YORKTON - There are topics columnists tend to touch upon with some regularity.
For example, for years the battle to either save, or dismantle, the Canadian Wheat Board, depending on who was talking, led to regular columns for many who wrote about the issues of the farm sector.
Moving forward there is little doubt climate change will be an oft written of topic.
There is little likelihood that climate change is some great hoax perpetrated by some cabal with an agenda known only to themselves and a few conspiracy theorists. It would be nice if it actually was just a story seeded to create fear, but the evidence of change is mounting.
You might still want to argue it’s a natural occurrence, but that is a somewhat hollow argument to make, because in the end it’s the impact of the changes we should be fearful of.
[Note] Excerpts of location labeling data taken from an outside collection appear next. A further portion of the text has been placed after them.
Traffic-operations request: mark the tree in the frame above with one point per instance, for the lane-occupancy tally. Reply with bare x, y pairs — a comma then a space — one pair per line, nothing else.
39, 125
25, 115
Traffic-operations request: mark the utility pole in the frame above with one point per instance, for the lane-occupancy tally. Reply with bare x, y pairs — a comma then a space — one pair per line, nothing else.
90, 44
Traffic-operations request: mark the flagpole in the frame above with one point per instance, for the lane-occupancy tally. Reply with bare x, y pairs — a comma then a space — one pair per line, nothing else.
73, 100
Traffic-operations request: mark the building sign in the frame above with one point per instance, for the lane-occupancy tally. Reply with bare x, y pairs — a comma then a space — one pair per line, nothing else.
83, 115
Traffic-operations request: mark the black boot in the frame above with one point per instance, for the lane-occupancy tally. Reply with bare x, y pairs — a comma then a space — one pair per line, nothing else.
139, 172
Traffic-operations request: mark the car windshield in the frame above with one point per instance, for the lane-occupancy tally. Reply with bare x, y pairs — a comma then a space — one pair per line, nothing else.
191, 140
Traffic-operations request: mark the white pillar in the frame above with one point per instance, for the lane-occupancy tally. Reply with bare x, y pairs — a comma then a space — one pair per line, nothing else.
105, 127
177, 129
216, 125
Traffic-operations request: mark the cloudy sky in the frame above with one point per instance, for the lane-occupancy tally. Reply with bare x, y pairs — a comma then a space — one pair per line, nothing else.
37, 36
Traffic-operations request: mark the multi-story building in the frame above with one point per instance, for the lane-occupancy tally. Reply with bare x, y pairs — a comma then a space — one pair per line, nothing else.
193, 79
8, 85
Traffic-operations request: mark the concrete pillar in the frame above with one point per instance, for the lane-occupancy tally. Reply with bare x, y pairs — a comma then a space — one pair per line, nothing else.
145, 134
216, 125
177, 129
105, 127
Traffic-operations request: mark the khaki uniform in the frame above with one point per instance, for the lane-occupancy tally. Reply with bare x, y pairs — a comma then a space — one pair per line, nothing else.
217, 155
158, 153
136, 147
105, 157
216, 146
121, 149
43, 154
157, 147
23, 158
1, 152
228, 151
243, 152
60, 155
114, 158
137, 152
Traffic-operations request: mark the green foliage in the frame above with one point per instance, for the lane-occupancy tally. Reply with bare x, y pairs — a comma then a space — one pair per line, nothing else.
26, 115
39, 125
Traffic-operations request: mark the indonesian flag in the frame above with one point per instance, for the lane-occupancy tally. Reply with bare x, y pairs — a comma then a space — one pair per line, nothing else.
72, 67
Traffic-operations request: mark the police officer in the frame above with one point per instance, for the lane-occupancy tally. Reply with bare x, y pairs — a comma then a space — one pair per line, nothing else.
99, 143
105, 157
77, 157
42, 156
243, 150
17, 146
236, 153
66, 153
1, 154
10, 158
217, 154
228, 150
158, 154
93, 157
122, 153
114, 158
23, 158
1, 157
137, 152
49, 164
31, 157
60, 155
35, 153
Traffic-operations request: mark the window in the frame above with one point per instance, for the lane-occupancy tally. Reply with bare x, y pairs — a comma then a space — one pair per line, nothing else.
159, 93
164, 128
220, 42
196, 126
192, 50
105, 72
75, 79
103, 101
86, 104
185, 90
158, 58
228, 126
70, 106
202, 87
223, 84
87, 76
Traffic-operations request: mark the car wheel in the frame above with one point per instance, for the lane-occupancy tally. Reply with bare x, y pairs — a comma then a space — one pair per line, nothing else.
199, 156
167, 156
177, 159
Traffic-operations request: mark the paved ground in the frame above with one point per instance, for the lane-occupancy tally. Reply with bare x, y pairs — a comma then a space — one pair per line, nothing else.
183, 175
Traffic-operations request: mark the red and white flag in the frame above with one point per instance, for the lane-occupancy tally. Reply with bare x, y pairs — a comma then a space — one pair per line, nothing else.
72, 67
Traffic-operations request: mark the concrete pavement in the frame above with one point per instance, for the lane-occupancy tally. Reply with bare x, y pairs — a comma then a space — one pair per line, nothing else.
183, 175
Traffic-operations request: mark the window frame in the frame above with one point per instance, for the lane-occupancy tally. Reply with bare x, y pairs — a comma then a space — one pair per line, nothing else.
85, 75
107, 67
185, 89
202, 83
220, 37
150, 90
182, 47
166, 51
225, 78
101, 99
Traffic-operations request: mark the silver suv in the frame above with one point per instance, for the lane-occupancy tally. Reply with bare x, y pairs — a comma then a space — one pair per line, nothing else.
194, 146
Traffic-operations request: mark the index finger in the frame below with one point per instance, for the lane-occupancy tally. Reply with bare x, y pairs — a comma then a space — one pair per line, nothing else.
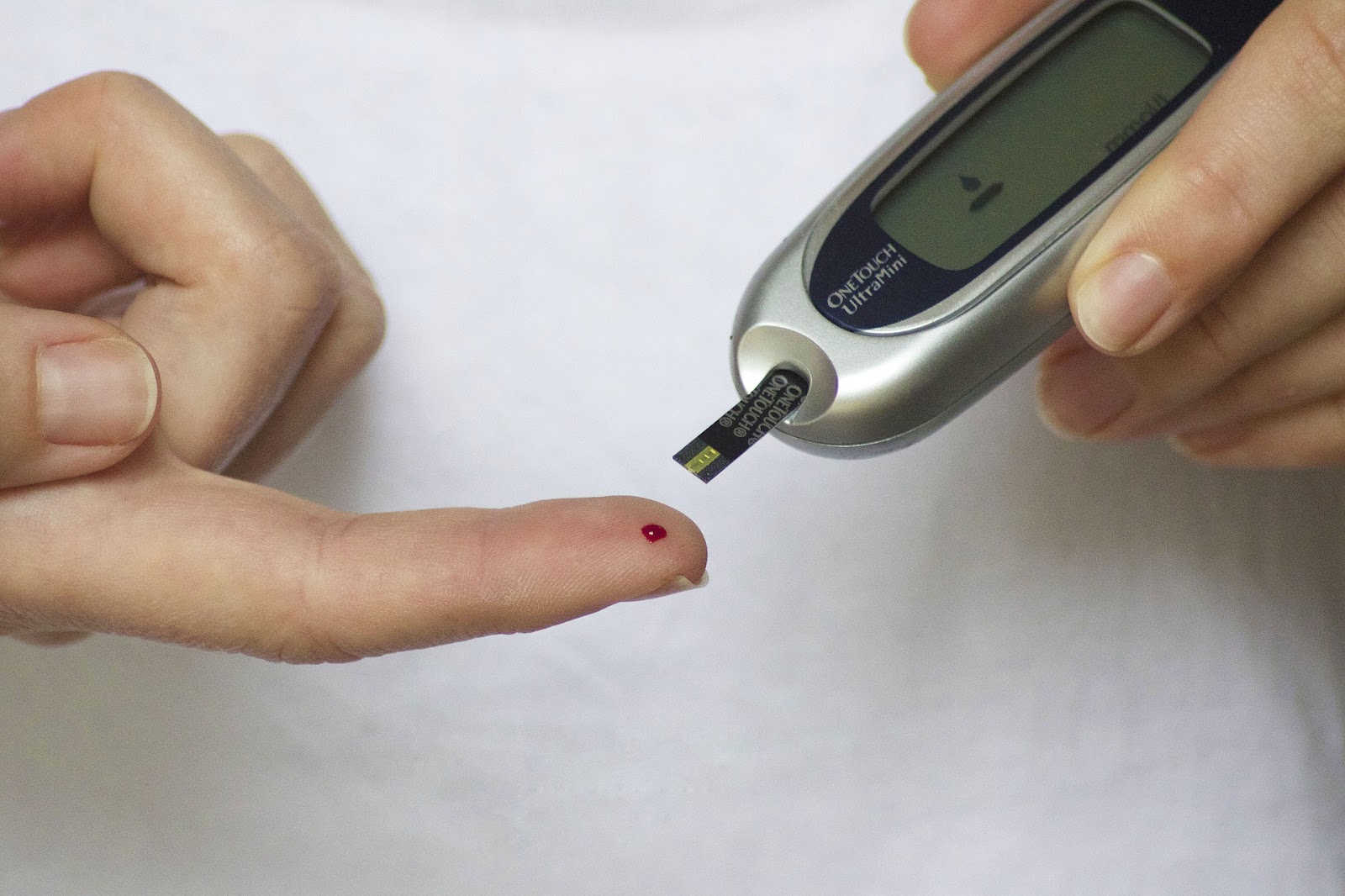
1269, 136
158, 549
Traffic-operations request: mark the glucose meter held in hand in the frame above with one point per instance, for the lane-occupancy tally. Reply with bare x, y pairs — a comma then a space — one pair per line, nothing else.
941, 266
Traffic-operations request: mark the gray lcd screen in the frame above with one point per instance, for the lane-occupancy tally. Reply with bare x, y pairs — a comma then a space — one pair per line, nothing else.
1042, 134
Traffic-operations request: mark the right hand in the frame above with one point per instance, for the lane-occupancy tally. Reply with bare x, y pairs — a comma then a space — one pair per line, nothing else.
113, 432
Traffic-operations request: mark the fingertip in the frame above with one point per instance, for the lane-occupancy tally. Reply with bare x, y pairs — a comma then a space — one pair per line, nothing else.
934, 37
403, 582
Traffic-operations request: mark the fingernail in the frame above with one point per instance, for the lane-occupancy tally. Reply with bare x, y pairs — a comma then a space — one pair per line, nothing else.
1210, 440
96, 393
678, 586
1120, 304
1083, 392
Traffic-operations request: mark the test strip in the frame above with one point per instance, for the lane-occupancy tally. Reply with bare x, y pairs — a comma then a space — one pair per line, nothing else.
728, 439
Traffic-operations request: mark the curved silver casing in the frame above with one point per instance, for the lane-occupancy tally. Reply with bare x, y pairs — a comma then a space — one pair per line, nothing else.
873, 393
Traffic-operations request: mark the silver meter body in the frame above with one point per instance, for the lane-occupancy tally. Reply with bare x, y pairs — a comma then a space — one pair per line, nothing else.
939, 266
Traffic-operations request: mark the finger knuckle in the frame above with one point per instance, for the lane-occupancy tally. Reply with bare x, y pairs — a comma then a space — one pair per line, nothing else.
1224, 188
296, 268
259, 154
304, 631
363, 320
1321, 61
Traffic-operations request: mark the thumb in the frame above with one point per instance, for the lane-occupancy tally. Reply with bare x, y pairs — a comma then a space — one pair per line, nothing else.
76, 396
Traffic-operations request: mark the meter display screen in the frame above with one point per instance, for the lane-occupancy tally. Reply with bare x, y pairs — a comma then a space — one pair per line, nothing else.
1042, 134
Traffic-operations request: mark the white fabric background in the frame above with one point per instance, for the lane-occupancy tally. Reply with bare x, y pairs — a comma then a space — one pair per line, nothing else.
993, 663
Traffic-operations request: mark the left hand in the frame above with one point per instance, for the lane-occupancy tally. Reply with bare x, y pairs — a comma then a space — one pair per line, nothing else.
1210, 306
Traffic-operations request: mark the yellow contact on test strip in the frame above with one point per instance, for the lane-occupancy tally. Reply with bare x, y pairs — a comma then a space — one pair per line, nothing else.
703, 461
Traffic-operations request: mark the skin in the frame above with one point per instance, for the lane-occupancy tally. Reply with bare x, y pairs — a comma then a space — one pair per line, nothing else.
255, 314
1232, 343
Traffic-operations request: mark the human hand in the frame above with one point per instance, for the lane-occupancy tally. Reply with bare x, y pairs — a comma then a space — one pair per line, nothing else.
1208, 307
253, 315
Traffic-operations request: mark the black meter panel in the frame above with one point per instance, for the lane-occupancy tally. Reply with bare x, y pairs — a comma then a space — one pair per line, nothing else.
1015, 151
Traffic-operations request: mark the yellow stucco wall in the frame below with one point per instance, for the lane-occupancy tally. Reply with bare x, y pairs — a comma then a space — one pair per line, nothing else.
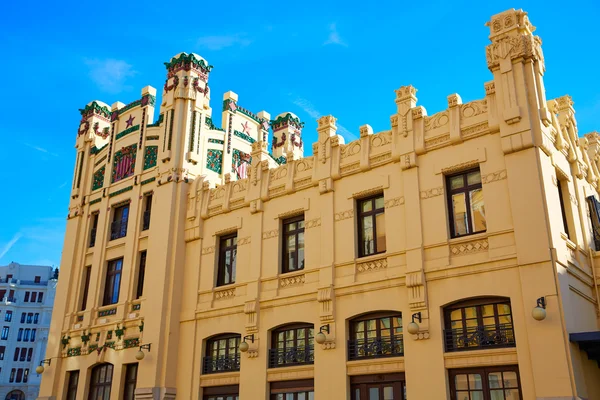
523, 145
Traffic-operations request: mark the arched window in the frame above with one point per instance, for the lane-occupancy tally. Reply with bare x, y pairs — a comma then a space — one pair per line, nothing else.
478, 323
292, 345
101, 382
15, 395
376, 335
222, 354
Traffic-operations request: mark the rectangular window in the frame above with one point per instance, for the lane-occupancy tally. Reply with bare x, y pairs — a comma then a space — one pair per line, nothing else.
141, 275
293, 244
227, 259
147, 211
465, 203
487, 383
371, 226
93, 229
113, 282
130, 382
86, 286
563, 211
118, 228
72, 386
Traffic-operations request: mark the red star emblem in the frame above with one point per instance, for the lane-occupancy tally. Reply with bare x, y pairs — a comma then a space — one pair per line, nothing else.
246, 128
130, 121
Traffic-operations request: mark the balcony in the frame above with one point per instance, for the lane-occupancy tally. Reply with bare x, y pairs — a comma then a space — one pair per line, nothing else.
92, 237
389, 346
479, 337
211, 365
146, 220
291, 356
118, 229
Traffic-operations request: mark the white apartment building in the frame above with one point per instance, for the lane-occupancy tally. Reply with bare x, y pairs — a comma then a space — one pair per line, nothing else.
26, 299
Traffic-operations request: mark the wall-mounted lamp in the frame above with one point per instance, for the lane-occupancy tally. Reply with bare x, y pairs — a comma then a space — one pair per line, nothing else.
140, 354
320, 338
40, 368
539, 311
244, 346
413, 327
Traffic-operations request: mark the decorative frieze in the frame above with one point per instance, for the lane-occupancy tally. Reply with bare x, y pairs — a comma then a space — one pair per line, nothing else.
475, 246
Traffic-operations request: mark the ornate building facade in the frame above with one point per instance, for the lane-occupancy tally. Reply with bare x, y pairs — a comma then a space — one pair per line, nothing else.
450, 256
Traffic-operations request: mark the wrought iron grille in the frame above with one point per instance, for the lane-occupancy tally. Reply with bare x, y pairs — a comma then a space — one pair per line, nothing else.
487, 336
211, 365
390, 346
118, 229
291, 356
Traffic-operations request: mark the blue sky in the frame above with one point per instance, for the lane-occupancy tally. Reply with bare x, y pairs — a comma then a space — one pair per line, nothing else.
311, 58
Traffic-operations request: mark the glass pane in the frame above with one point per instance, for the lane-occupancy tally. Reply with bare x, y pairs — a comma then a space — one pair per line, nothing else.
475, 381
380, 223
474, 178
388, 393
477, 210
456, 182
373, 393
496, 395
460, 382
459, 211
510, 379
495, 380
462, 395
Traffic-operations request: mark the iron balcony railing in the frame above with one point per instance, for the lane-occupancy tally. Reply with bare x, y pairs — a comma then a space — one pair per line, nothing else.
488, 336
146, 220
211, 365
291, 356
92, 237
389, 346
118, 229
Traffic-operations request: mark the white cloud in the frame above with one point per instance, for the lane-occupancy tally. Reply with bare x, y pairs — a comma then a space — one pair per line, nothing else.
110, 75
223, 41
10, 244
40, 149
310, 109
334, 37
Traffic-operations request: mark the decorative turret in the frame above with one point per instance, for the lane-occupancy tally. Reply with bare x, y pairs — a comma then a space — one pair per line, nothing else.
287, 136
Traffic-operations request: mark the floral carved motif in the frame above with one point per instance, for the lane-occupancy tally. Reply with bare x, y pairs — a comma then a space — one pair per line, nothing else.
461, 249
426, 194
292, 281
494, 176
344, 215
372, 265
225, 294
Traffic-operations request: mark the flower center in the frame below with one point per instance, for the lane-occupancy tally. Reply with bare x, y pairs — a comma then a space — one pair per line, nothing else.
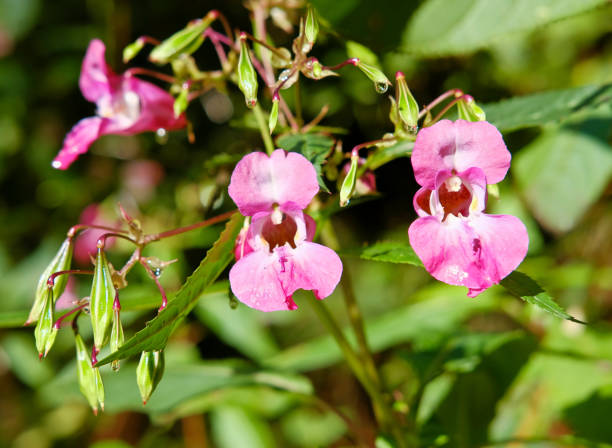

And, if it is humankind creating the change through its emissions of greenhouse gases, we might eventually wake up to the problem and try seriously to fix it.
If it’s just nature at work, well the threat of climate change will be something we simply have to hope we survive.
When you see a Reuters report where U.N. secretary-general António Guterres warned the impacts of climate change are “heading into uncharted territories of destruction”, following a recent release of a multi-agency scientific report reviewing the latest research on the subject, you should be shuddering a little.
What might it mean?
“By the 2050s, over 1.6 billion city-dwellers will regularly swelter through three-month average temperatures of at least 35C (95F),” cited the recent Reuters article at
Imagine the impact to water supplies, the draw on those supplies in major cities, the impact on health and health care, an extended heat wave could cause.
And if major cities are under a heat wave, so too are area farms.
What would three months of such heat do to crops?
We have already seen once in 50-75-100 year floods, and if weather intensifies those may be repeated with greater frequency.
In the end the one area of food production farmers have never had control over is weather, and the more extreme the weather, the greater the production impact can be.
When production is hit hard enough people go hungry, a situation made worse for people in poor countries as prices rise.
The scenarios can quickly spiral into those that leave many starving, or dead, and farmers unsure how to deal with weather extremes.